Monday, April 25, 2011

The Backwaters of Kerala


For two days, Katie and I drift along the backwaters of Kerala in our own private houseboat, which has been converted from a former trading boat. The boat is small but pretty. It has wicker chairs and faded cushioned benches on the front deck, wood panels carved into reliefs of wide-winged birds and bosomy women, a bedroom with tall windows that open onto the water and a mosquito net into which I manage to completely entwine myself both nights while I'm sleeping.


Woven rattan covers the boat's roof and walls. There is also an upper deck which the boat's captain tells me several times is "very beautiful, very beautiful. But so sad you cannot see it. Your leg." After the third time of his mentioning the beautiful upper deck I cannot see, I wait until his attention is focused on the river and then crawl on my knees up the ladder and onto the top deck. It is very much like the lower deck but without the shade, so I crawl back down again.


{if not for the courage of the fearless crew, the Minnow would be lost}

We also have a personal chef on board the boat. Just in case you read it too quickly the first time around – our own personal chef – such luxury! The chef prepares us three meals a day plus a snack. All the food is local. There are flat, disc-shaped fish caught from the river; fluffs of white rice harvested from nearby fields; various sweet-spiced curries; sun-yellow pineapple that drips down our chins when we bite into it; eggs offered before us in various incarnations; hot, handmade potato chips sprinkled with tiny green curry leaves. There is more food than I can remember, more than we can eat. Eating is pretty much our only activity on the houseboat -- unless napping also counts as an activity -- and this is some of the best food Katie and I have been served the entire trip, so we do our best to consume everything put on the table before us, though this admirable goal of gluttony proves impossible to meet meal after meal.


We pass by a number of houseboats in the main canals, but in the smaller ones, we are alone, the boat slowly putt-puttering down the waterways. At one point, the canal becomes clogged with glossy green lily pads. Our captain deadens the engine, pulls out a long oar, and poles his way through the thick vegetation.


We don't see very many people or many other boats until we get approach the towns, but sometimes a long, narrow canoe silently passes by and sometimes women in earth-toned sarees walk single-file down paths by the rivers. They smile at us as our boat passes by them.


Every once in a while, a church appears on the riverside.
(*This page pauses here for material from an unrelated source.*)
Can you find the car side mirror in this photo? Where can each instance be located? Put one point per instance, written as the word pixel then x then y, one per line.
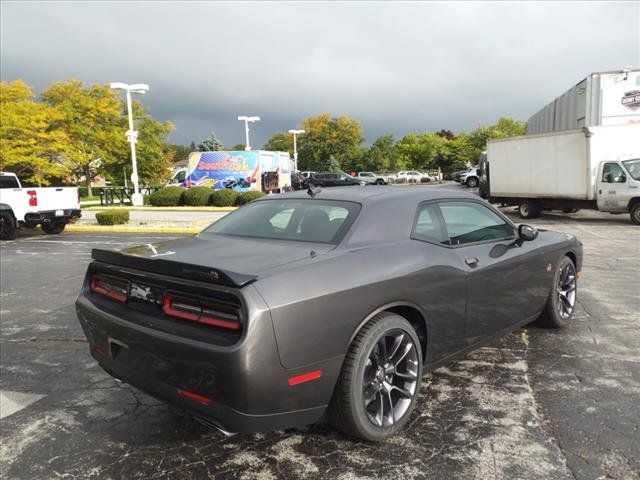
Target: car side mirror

It surprises me to learn that the apostle Thomas came to Palyar in southern India, where he built the country's first church ages ago . (I can't recall the actual date but remember it struck me as having occurred a really, really long time ago in what can also be referred to as "the days of yore" if you're looking to plot it on a historical timeline.)


At one point as our boat languidly moves down the river, I notice two women on opposite sides of the river bank. They are both hanging laundry on their opposite sides of the canal and talking to each other across the blue divide. I wonder if their lives are always this way, a friendship separated by water, or if sometimes they take a boat or a swim to visit in person.


Children cup their hands around their mouths and call out “Halloooo!” as our boat passes. "Hello!" I call out in return, laughing and waving both my hands. The backwaters are beautiful, lovely, and lonely. The sunshine, an intense, pure blaze of white, brightens the sky and falls in streaks across the uncovered parts of the unvarnished boat deck. Kerala is a place which I dreamed of visiting years before I arrive. Nothing happens while I'm here. Nothing is supposed to happen. I simply am. This life is better than the movies, better even than books. It is. I am.

1 comment:

  1. I'm drooling..

    (while simultaneously popping your post amid my bazillion bookmarks for Southeast Asia - my plan is to move to that corner of the globe come Oct/Nov.)